Dass eine Arbeitsuchendmeldung per e-mail generell ausgeschlossen wird ist etwas daneben. Allerdings kann man nicht ignorieren, dass Standard im e-mail-Verkehr mit Behörden die qualifizierte elektronische Signatur ist, die kaum ein Privatmensch besitzt. Anders jedoch ist der wirkliche Autor eine e-mail nicht zu identifizieren.
Diese Unsicherheit besteht natürlich auch bei telefonischen Meldungen, aber das scheint - inkonsequenterweise - nicht zu stören.
Dass hingegen eine Arbeitsuchendmeldung per herkömmlichem Brief ausgeschlossen wird ist blanker Unsinn.

Seebarsch
03.06.2007, 19:29
Hallo Ihr Beiden,
zu der neuen Regelung hat die gesamte Agentur Probleme!
Hier stellt sich eindeutig die Frage, wie man verlässlich die telefonische Meldung festhalten kann.
Einseits kann jeder Kunde zu jeder Zeit behaupten, dass er sich telefonisch gemeldet hat und das eben nicht festgehalten wurde. Andererseits kann die Agentur behaupten, dass die telefonische Meldung nicht vorliegt.
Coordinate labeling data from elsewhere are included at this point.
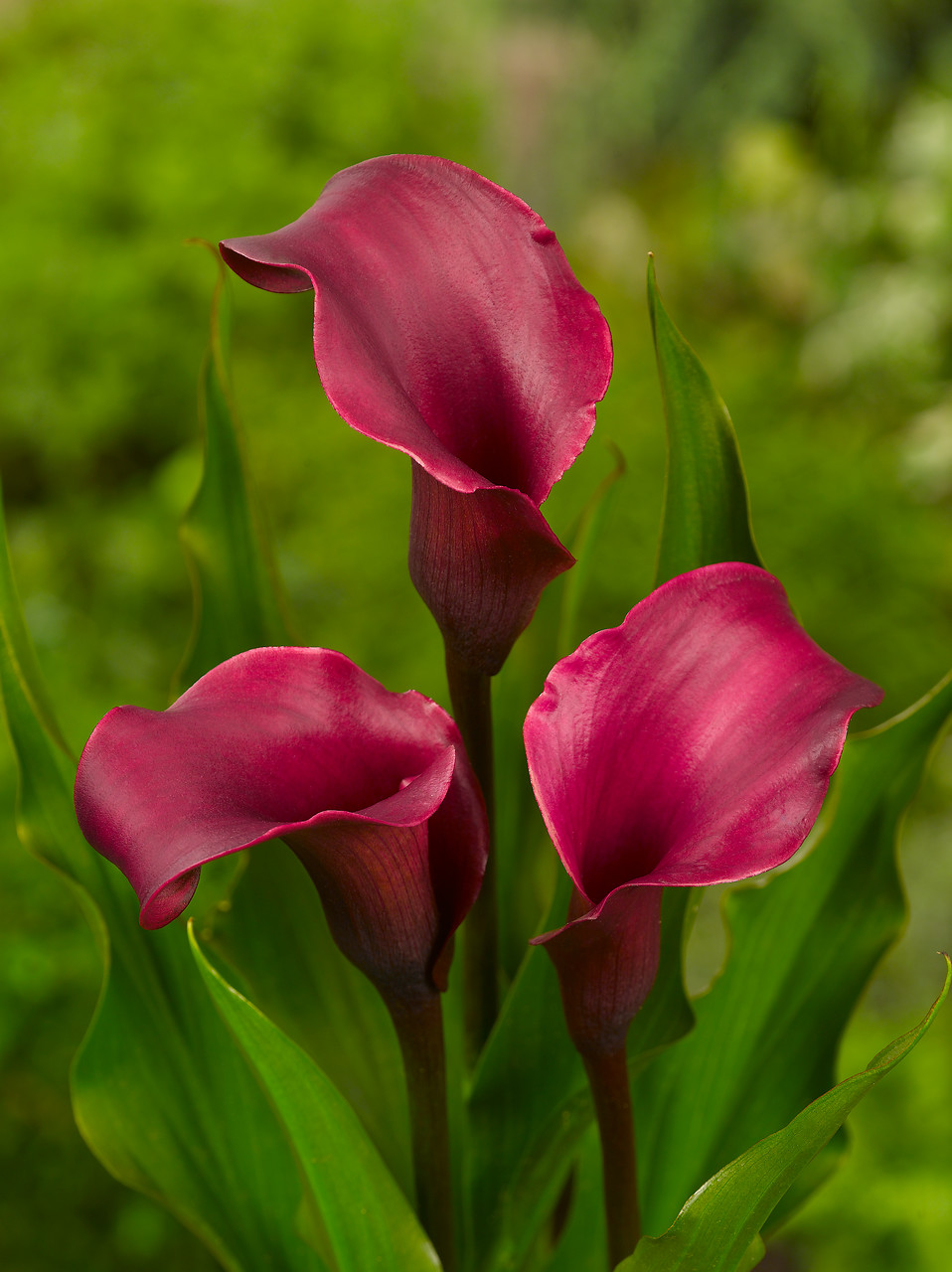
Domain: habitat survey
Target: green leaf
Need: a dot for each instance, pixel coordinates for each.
(274, 934)
(707, 518)
(161, 1093)
(236, 591)
(530, 1103)
(583, 544)
(366, 1217)
(803, 946)
(717, 1226)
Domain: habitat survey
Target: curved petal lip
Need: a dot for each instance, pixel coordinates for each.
(435, 198)
(733, 721)
(411, 805)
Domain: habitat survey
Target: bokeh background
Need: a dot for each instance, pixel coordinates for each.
(789, 162)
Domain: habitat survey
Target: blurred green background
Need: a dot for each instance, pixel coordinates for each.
(790, 166)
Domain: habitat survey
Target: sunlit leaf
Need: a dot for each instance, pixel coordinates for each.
(717, 1226)
(236, 593)
(366, 1218)
(161, 1093)
(802, 949)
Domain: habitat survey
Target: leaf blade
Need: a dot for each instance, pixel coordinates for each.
(717, 1225)
(335, 1155)
(707, 516)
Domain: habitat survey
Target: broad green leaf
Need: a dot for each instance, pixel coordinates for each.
(274, 934)
(21, 654)
(161, 1093)
(366, 1217)
(583, 545)
(707, 518)
(717, 1226)
(581, 1245)
(803, 946)
(530, 1104)
(236, 591)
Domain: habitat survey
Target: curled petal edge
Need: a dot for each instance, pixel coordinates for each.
(410, 807)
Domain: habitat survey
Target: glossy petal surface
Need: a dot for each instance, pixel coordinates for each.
(449, 326)
(695, 743)
(370, 787)
(447, 321)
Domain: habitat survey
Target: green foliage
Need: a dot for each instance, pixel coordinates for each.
(707, 517)
(363, 1218)
(716, 1230)
(792, 172)
(235, 585)
(802, 950)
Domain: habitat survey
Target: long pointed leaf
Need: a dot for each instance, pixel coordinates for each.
(161, 1093)
(803, 948)
(719, 1224)
(366, 1216)
(707, 518)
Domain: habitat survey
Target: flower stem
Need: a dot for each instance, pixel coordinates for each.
(472, 708)
(420, 1034)
(607, 1076)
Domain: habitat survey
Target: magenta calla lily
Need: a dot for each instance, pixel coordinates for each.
(693, 744)
(449, 326)
(371, 789)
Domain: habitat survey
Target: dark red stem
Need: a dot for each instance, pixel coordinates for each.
(472, 708)
(607, 1076)
(420, 1034)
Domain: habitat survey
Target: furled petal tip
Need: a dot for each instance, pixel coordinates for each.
(692, 745)
(371, 789)
(449, 326)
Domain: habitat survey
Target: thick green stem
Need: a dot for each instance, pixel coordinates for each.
(420, 1034)
(472, 708)
(607, 1076)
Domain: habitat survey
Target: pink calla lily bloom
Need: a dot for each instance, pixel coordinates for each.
(449, 326)
(693, 744)
(371, 789)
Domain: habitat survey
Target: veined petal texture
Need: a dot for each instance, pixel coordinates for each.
(371, 789)
(693, 744)
(449, 326)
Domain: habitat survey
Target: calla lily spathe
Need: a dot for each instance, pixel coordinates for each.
(449, 326)
(371, 789)
(693, 744)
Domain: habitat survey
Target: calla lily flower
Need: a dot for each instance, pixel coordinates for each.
(693, 744)
(371, 789)
(449, 326)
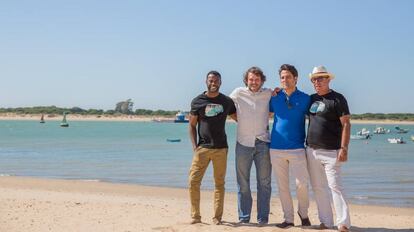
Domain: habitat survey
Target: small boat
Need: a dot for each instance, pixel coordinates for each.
(64, 123)
(401, 130)
(396, 140)
(381, 130)
(42, 119)
(364, 131)
(180, 117)
(360, 137)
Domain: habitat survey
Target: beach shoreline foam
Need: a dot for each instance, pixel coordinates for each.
(31, 204)
(140, 118)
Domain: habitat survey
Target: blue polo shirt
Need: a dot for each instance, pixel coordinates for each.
(288, 130)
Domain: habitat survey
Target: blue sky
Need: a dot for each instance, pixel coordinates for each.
(92, 54)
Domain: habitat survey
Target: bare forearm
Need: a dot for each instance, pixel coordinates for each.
(346, 132)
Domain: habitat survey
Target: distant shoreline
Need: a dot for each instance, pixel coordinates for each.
(145, 118)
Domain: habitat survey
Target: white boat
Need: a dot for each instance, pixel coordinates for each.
(180, 117)
(401, 130)
(42, 119)
(381, 130)
(64, 123)
(364, 131)
(360, 137)
(396, 140)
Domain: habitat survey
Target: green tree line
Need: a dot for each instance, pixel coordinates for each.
(147, 112)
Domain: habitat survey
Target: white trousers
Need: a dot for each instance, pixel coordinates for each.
(325, 171)
(296, 160)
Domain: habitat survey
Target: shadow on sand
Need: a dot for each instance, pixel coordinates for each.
(371, 229)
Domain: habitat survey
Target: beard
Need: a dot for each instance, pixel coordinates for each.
(213, 89)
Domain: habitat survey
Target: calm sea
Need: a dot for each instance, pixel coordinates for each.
(138, 153)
Im übrigen kann ich auch nicht festhalten, welcher Vorteil in der Regelung für irgendeine Seite liegen soll. Korrekt ausgeführt muss eine persönliche Meldung auf jeden Fall erfolgen. Ob die nun initiativ vom Kunden oder auf Einladung durch die Agentur erfolgt, ist doch gleich.

Das ganze wird wahrscheinlich mal wieder eine Beschäftigungstherapie für die eh nicht ausgelasteten Widerspruchsstellen und Sozialgerichte.